As promised, here come the animals to populate the fen quilt.  
My friend, as I said earlier, specified particular species of each animal.  It wasn't hard to find photos of each via google.  I also found info on each animal's size, so I could reproduce them somewhat in scale.  
I put each photo into Illustrator (I imagine any program would work somewhat the same, but I'm nowheres near a computer expert).  I drew a box the size I wanted the animal to be, and scaled the photo accordingly.  Then I printed them out, traced each onto paper, pinned them on the quilt, and checked it out with my friend.  I posted a photo of the quilt with paper animals in place in a previous post.

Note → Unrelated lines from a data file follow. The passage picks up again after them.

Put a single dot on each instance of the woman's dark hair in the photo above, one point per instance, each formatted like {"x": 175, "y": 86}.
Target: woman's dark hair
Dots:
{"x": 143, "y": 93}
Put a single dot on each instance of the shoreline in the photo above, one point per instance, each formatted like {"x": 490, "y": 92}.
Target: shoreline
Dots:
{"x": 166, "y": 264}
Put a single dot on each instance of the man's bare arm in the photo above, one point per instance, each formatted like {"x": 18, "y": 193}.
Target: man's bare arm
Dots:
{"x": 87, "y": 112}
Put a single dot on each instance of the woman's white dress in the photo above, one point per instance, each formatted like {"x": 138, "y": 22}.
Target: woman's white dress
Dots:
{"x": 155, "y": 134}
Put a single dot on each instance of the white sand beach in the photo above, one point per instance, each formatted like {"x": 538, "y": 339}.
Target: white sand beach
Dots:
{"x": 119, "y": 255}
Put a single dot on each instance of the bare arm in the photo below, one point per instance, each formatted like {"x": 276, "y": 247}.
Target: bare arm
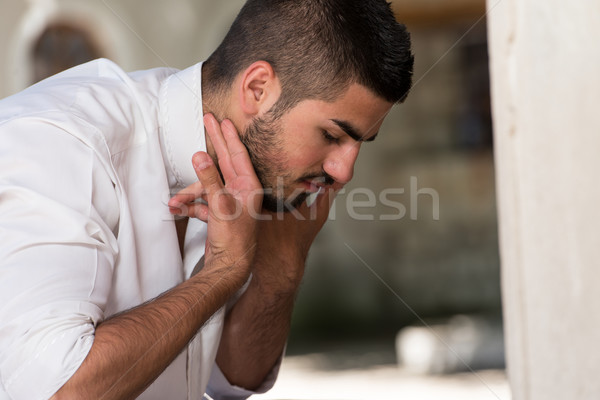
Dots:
{"x": 256, "y": 328}
{"x": 132, "y": 349}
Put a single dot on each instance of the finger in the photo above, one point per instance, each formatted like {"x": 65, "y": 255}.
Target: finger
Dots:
{"x": 188, "y": 195}
{"x": 218, "y": 141}
{"x": 197, "y": 210}
{"x": 240, "y": 159}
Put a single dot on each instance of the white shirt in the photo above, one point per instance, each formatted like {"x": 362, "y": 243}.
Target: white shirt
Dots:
{"x": 88, "y": 160}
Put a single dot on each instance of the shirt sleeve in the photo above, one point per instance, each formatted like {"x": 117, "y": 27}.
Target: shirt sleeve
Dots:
{"x": 56, "y": 256}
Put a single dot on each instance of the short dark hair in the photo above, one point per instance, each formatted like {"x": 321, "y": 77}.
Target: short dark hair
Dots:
{"x": 317, "y": 48}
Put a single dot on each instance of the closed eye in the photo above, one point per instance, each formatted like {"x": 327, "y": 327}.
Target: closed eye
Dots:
{"x": 329, "y": 138}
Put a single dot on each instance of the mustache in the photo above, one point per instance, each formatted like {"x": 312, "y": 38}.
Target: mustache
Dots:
{"x": 321, "y": 177}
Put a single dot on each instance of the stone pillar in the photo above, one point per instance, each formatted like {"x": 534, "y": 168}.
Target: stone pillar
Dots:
{"x": 545, "y": 64}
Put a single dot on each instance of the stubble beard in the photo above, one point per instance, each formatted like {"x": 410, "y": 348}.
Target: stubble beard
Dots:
{"x": 266, "y": 151}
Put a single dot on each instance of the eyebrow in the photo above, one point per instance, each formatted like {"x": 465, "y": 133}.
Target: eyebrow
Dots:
{"x": 352, "y": 131}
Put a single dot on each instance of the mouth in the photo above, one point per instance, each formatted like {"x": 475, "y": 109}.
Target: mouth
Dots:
{"x": 315, "y": 185}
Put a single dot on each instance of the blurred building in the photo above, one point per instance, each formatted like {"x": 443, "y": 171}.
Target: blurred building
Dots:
{"x": 427, "y": 248}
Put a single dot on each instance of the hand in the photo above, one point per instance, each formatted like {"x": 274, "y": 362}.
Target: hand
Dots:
{"x": 285, "y": 239}
{"x": 228, "y": 207}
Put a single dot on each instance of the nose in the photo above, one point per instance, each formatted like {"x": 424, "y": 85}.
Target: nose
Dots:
{"x": 340, "y": 164}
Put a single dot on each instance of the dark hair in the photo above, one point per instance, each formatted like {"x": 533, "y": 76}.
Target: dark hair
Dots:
{"x": 317, "y": 49}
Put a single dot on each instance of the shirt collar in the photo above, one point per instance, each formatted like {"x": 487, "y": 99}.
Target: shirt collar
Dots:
{"x": 182, "y": 130}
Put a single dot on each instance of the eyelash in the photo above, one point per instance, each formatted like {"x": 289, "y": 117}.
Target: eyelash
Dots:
{"x": 329, "y": 138}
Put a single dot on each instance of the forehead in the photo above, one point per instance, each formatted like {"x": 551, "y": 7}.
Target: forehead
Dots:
{"x": 357, "y": 106}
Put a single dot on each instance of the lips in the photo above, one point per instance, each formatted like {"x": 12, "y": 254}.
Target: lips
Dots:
{"x": 313, "y": 186}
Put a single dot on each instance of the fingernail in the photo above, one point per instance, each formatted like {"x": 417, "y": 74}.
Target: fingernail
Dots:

When the sizing was all set, I used the tracings as patterns to cut the fabrics for the basis of each animal.  Again, the fabrics were all stabilized with iron-on interfacing before I cut.  I stitched the animals in place, using a zig-zag with invisible thread.
 
Then I made another tracing, this time with details also.  I basted these over the plain bodies, and embroidered through the paper, using the photos as guides for color.  It works best using a stab stitch, so the needle goes exactly where I want it to go.  I used a quilters pin to finish tearing the paper along the perforations made by the stitching, so I could remove the paper.  Sometimes, that meant scooping under the threads where there was a solid area of color.  I had to be gentle so as not to disturb the stitches too much.  
Here are the critters:
The Bog Buckmoth (3/4")
Dragonfly (1")
Green Frog (1 3/4")
Eastern Painted Turtle (3 3/4")
 White-tailed Deer (1 3/4" tall)
(The deer was appliquéd with a straight stitch.  The zig-zag looked horrible on the ultra suede, and wasn't really necessary for fray control anyway.)
Harrier or Marsh Hawk ( 1 1/2")
 (I pulled the grey cross threads out of the back wing to lighten it up.  Well, it happened once by mistake, and I liked it, so I pulled out some more....)
 I also added detail to the kayak.
And the overall effect so far:
 
























 
 
This is a delight, Ann. Lovely to see where your work is going.